With a local hero in this year’s game, MacKenzie Gore, I would like to spotlight and look back on a team he played for a few years earlier: the 2017 Whiteville Wolfpack.
The 2017 Wolfpack had a loaded team with star power. Led by Senior Gore, who was Player of The Year and won for the State Title Game MVP for a third time, Brook Baldwin, who would be Title MVP the next year, it included Turner Brown, Zac Pait, Jake Hardwood, and Dylan Hamilton just to name a few. They were a dynasty, appearing in five State Championships in six years, winning two 1A titles and two 2A titles (not to mention winning it all again in 2018).
They were a force plowing through the Waccamaw Conference, going 14-0 and finished 25-6 overall. The six losses were to bigger schools in the regular season.
2017 matched Whiteville against the Murphy Bulldogs. In the best of three series, the first game was a dud. Whiteville crushed the Bulldogs 10-0 in a mercy rule game. Game 2 brought all the fireworks.
After two innings, Whiteville had 3-0 early lead thanks to a RBI single by Will Hinson and a two-run triple from Brooks Baldwin, who ended up three for five with five RBI’s. Murphy jumped back up in the forth to lead 4-3. Baldwin knocked in Earl Grubbs in the sixth inning to tie it at 4-4. In the seventh, Murphy was up 8-4 when the whirlwind finish began.

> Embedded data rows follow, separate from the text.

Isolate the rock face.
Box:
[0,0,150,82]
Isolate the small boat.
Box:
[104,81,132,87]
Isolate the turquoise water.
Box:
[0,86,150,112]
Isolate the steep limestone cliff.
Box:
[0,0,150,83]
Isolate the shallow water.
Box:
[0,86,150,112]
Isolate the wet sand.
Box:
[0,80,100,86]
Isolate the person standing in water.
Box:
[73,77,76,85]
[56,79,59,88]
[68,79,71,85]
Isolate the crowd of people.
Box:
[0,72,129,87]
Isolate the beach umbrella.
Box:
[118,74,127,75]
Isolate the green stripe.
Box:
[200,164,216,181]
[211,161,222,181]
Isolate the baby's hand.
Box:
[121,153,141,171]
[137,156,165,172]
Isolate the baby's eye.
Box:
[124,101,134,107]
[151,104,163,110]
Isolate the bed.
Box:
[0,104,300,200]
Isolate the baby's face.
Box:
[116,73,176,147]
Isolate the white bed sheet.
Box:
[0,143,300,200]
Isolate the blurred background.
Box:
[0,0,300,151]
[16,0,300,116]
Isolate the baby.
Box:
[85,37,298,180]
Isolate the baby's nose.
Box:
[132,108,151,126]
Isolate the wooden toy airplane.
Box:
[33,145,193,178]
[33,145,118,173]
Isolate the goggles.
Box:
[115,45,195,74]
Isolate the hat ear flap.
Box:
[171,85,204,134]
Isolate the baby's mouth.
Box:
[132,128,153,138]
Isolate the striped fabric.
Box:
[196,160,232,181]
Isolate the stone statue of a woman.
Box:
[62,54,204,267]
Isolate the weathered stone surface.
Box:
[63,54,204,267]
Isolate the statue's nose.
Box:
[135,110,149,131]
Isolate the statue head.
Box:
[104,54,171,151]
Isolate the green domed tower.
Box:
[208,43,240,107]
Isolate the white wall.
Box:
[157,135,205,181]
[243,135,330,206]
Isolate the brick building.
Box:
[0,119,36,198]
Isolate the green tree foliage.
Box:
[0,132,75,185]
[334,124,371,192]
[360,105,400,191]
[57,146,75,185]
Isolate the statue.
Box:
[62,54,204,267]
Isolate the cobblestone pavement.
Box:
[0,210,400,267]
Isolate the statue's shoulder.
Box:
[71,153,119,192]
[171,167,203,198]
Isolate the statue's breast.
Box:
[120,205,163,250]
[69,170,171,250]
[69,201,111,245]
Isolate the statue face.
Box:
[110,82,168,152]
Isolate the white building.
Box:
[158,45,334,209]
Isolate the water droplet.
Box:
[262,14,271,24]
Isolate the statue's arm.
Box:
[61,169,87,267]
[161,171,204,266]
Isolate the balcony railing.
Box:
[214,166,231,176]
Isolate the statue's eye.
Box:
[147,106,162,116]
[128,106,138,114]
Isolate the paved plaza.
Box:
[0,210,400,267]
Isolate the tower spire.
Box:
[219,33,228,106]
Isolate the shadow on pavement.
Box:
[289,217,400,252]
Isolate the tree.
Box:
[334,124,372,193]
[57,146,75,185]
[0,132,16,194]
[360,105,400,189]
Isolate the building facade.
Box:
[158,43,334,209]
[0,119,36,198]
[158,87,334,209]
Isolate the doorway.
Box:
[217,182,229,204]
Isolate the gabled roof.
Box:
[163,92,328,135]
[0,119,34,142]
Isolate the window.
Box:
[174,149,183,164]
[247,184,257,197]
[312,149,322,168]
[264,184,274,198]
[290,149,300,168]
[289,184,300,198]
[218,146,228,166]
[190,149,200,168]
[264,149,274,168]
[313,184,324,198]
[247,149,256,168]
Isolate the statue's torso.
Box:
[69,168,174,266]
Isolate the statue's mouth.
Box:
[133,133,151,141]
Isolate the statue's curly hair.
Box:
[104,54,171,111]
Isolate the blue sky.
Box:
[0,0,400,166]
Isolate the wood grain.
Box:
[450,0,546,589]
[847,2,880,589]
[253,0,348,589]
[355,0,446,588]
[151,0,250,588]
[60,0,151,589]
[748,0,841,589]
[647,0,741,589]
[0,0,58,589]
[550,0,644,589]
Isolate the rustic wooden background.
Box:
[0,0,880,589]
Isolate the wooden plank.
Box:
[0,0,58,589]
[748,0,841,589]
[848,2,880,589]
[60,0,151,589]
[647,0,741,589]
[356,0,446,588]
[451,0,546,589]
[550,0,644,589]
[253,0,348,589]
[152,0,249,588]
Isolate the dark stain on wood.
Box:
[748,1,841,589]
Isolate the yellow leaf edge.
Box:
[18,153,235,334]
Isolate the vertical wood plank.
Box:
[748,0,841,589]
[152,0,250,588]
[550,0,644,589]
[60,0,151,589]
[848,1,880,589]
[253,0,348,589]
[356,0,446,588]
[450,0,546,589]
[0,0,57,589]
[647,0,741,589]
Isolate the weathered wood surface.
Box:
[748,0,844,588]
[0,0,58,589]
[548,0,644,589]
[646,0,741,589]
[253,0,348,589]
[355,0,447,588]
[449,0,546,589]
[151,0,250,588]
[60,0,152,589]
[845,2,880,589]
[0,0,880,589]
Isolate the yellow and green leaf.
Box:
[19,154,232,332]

Lincoln Ransom came in on a single to right field. Hinson scored on a sacrifice to make it 8-6 Murphy, with two outs in the bottom of the seventh. Murphy was one out from forcing a third game. Murphy blinked and a hit, walk, and a Brooks Baldwin triple led to an 8-8 tie. Jake Harwood single got Baldwin across the plate. It ended 9-8 Whiteville. Another title. State Champions.

Whiteville Coach Brett Harwood stated that it was a great win and a great feeling at the time. It is. Not many high school athletes get to win a conference championship, much less a state championship.
They were champions. They were a dynasty. They were our heroes, and now they are our heroes. They are on our TV. They are in our back yards.
Catch a White Sox game or the Washington Nationals: you see former members of the Pack. You can even see them on Tuesday in the MLB All-Star game.